— Пошел ты, — говорю я инстинктивно.
— Хотел бы пойти по известному адресу, но мы разорвем друг друга на части, мой старый друг. Я возьму твою сумку — засунь телефон в этот удобный карман, да, хорошая девочка. А теперь пойди выпей и потанцуй. Я вижу людей, с которыми хотел бы переговорить.
Я заканчиваю засовывать телефон в карман платья — как будто мой кавалер знал, что мне нужно держать его при себе, — и протягиваю клатч Марку.
— Поговорить об убийствах?
— Я больше не занимаюсь мокрухой, — говорит Марк. — И даже когда занимался, все это было с одобрения таких людей, как ты.
— Для протокола - Белый дом не потворствует...
Мой голос дрожит, и я замираю, моргая, заприметив фигуру в толпе.
— Морган?
— Прости, — говорю я, прочищая горло. — Мне показалось, я видела... Ничего страшного. Не бери в голову.
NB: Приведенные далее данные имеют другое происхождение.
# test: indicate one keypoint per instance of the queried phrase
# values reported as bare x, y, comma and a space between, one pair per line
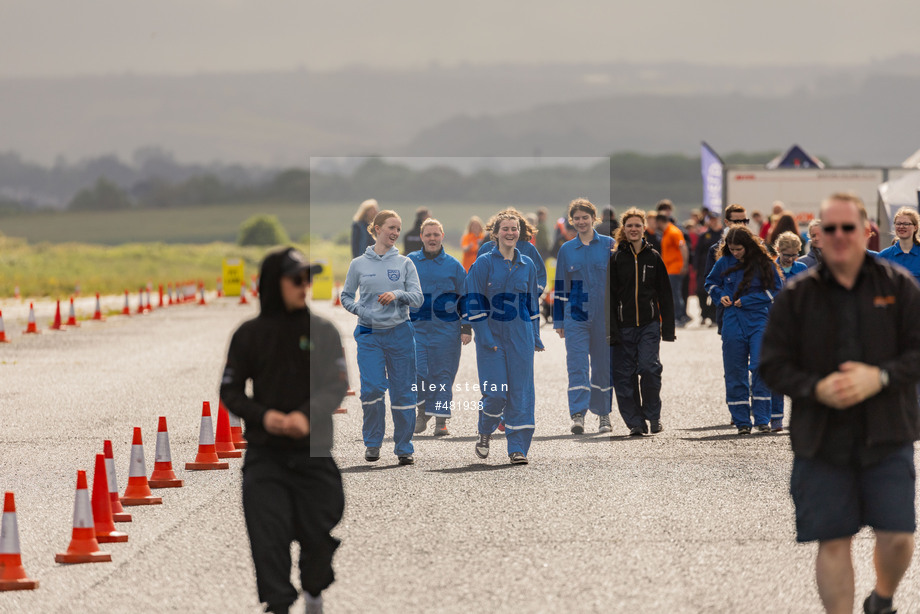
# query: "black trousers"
290, 496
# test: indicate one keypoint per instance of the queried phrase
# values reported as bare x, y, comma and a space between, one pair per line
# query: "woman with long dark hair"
744, 281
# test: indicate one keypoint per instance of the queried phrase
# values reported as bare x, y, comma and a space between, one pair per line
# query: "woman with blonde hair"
387, 286
470, 241
361, 237
906, 252
501, 303
438, 331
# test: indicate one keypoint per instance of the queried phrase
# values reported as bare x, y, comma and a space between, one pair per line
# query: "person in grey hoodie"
387, 285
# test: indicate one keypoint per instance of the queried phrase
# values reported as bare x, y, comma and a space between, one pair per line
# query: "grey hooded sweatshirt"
370, 276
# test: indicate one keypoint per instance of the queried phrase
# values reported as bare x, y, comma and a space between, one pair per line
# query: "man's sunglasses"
832, 228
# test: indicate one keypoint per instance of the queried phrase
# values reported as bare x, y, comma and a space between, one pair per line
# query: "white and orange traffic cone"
72, 316
3, 338
57, 324
207, 454
138, 491
83, 548
236, 429
103, 523
12, 574
31, 327
118, 512
163, 475
223, 441
97, 314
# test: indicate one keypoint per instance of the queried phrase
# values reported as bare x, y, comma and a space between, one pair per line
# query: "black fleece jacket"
638, 292
295, 362
799, 349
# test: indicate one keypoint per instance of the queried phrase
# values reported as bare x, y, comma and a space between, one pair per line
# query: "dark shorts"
835, 501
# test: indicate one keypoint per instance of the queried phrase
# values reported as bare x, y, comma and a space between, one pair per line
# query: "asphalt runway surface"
691, 520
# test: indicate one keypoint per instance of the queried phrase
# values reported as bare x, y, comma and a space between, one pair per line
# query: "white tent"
892, 195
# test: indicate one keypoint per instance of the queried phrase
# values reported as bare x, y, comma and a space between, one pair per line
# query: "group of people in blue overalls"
612, 306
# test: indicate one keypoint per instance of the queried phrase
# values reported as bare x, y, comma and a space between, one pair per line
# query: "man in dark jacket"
292, 488
844, 343
639, 313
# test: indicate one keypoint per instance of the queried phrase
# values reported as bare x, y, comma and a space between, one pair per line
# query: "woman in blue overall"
787, 246
438, 330
581, 281
387, 285
744, 281
501, 302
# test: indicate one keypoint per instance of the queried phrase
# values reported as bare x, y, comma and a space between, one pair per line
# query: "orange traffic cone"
138, 491
338, 298
31, 327
12, 573
97, 315
83, 548
3, 338
103, 523
207, 454
118, 512
57, 324
236, 428
72, 317
223, 442
163, 475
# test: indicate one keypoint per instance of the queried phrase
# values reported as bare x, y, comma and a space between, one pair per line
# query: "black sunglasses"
832, 228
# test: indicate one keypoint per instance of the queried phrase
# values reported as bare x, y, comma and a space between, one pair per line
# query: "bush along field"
59, 270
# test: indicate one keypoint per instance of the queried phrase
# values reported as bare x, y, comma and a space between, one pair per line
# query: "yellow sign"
233, 276
322, 283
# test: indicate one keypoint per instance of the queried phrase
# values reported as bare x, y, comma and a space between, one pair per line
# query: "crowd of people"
833, 329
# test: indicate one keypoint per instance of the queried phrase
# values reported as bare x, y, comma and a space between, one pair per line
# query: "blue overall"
437, 330
527, 249
501, 304
778, 401
386, 342
742, 332
578, 309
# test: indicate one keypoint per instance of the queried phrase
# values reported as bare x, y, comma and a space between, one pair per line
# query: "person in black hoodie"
640, 313
292, 488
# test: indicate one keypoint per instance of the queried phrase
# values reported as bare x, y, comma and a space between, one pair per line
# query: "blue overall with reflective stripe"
502, 305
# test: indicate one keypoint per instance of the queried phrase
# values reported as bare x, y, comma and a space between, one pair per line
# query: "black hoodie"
296, 363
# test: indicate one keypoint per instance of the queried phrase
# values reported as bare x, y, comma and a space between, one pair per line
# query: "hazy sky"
46, 37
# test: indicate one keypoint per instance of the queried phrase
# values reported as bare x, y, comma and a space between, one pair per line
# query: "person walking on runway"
387, 285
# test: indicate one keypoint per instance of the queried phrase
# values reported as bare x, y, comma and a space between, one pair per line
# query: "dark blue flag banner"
711, 167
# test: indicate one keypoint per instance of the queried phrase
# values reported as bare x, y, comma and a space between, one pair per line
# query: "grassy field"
185, 225
55, 270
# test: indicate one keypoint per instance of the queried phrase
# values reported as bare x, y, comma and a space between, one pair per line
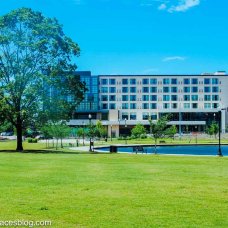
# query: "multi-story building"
192, 100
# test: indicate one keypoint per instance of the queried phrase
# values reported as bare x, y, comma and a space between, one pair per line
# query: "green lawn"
114, 190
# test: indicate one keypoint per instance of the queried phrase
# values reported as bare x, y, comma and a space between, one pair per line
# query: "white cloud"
183, 5
174, 58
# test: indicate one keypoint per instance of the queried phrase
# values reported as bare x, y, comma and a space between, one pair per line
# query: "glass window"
145, 81
112, 81
145, 115
153, 89
145, 90
112, 106
112, 89
133, 89
104, 98
153, 106
132, 97
194, 89
153, 81
104, 89
165, 89
153, 98
124, 105
215, 81
166, 97
186, 81
215, 89
124, 89
133, 116
145, 98
207, 81
132, 105
194, 81
124, 97
194, 97
207, 97
165, 81
133, 81
125, 81
187, 89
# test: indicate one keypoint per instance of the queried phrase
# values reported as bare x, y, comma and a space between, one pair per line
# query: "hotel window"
145, 90
104, 106
207, 105
207, 81
174, 81
145, 81
194, 105
166, 98
194, 89
215, 97
124, 97
112, 98
174, 97
112, 106
215, 89
104, 89
133, 89
133, 116
125, 81
166, 105
207, 89
153, 81
124, 89
124, 116
124, 105
166, 81
153, 89
112, 81
194, 81
145, 115
215, 81
186, 81
133, 81
112, 89
132, 97
104, 98
186, 105
174, 89
187, 89
132, 105
104, 81
145, 106
186, 97
153, 98
194, 97
153, 106
145, 98
215, 105
165, 89
207, 97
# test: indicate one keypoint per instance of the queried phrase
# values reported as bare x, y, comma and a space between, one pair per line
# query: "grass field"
114, 190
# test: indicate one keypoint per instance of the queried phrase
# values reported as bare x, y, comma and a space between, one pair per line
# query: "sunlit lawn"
117, 190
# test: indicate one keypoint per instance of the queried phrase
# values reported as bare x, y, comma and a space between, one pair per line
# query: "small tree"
158, 129
138, 130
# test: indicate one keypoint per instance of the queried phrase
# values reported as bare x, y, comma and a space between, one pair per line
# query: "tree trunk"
19, 135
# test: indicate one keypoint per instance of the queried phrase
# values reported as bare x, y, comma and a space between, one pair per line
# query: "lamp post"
90, 142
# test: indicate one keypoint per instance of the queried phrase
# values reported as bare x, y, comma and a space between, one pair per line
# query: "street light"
90, 142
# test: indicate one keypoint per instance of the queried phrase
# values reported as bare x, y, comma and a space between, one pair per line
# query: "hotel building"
122, 101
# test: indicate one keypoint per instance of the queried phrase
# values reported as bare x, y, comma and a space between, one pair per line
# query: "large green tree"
34, 53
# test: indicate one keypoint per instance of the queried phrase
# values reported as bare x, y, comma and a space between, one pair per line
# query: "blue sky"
141, 36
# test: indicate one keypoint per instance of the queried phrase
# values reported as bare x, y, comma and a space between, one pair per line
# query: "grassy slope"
114, 190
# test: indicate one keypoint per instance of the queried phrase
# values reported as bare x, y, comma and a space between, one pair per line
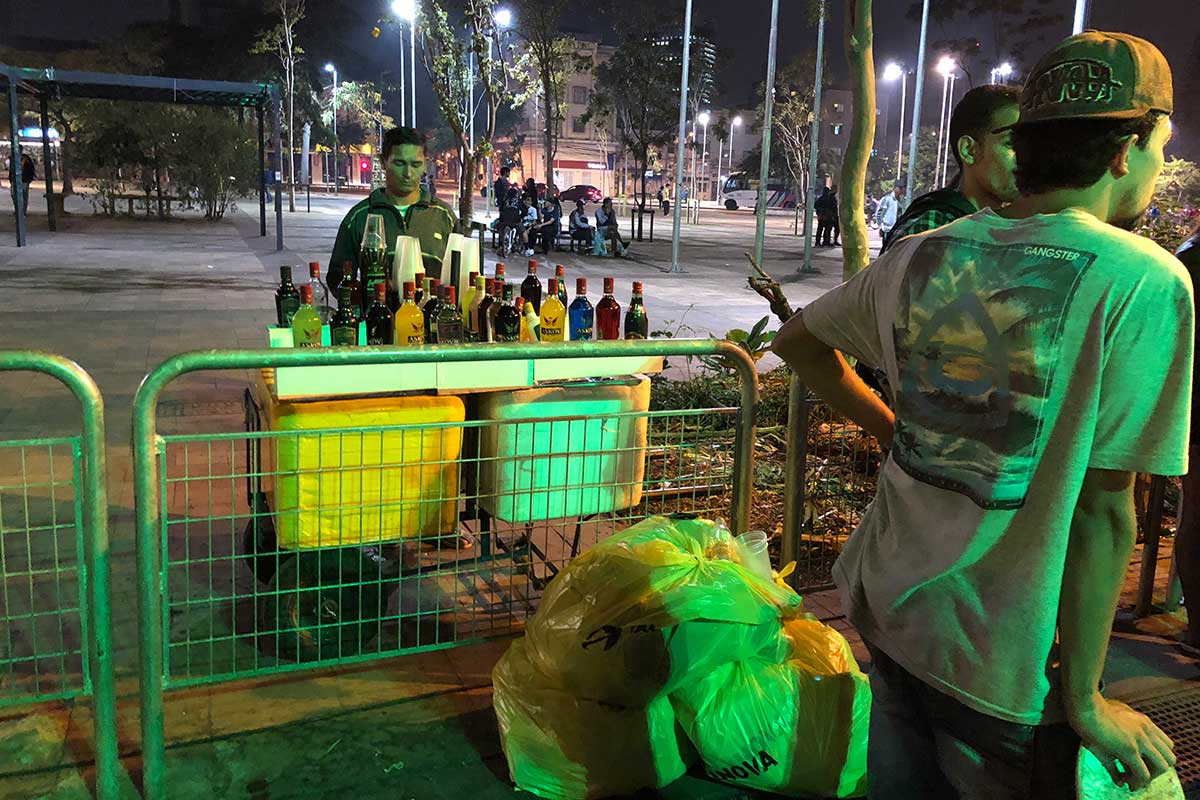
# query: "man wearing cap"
1041, 358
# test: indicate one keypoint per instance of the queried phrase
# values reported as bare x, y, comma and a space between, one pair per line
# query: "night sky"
741, 30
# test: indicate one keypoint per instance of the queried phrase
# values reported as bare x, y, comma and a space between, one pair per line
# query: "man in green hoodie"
405, 206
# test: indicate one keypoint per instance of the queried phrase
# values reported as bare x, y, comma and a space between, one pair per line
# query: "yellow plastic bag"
651, 609
796, 728
561, 746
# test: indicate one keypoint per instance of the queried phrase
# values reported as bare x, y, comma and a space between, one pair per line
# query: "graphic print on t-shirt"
977, 336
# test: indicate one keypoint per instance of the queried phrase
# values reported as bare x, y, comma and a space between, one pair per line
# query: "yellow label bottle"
409, 319
553, 316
Но потом я снова вижу силуэт. Широкие плечи. Мощное телосложение. Руки и бедра, которые не могут уменьшить даже самые лучшие портные в мире. (Да и зачем портному это нужно?)
Я вижу темные волосы, темную щетину, все это щедро присыпано серебром. Оливковая кожа и яркие янтарные глаза. Сильный нос и полный, хорошо очерченный рот.
Это он.
— Марк, не уходи, — шепчу я, но Марк уже ушел, этот сукин сын, ублюдок, придурок...
Он направляется ко мне, последний человек на земле, которого я хочу видеть, когда-либо, и думаю, что должна бежать. Куда, я не знаю, и как, тоже не знаю, потому что этот роскошный бальный зал прекрасен для того, чтобы прятаться, но, может быть, не для того, чтобы бегать, и определенно не для того, чтобы бегать с волшебными крыльями наперевес... а собственно, почему я вообще ношу волшебные крылья? Мне сорок два, я взрослая женщина и... и я решаю убежать в один из замшелых альковов. Я уже пытаюсь ускользнуть, когда чувствую чью-то руку на своем локте. Теплую. Большую.
Я оборачиваюсь и вижу, что мой бывший муж смотрит на меня с веселым выражением на лице.
— Привет, жена, — говорит он.
2
— Бывшая жена, — еле слышно говорю я, у меня перехватило дыхание.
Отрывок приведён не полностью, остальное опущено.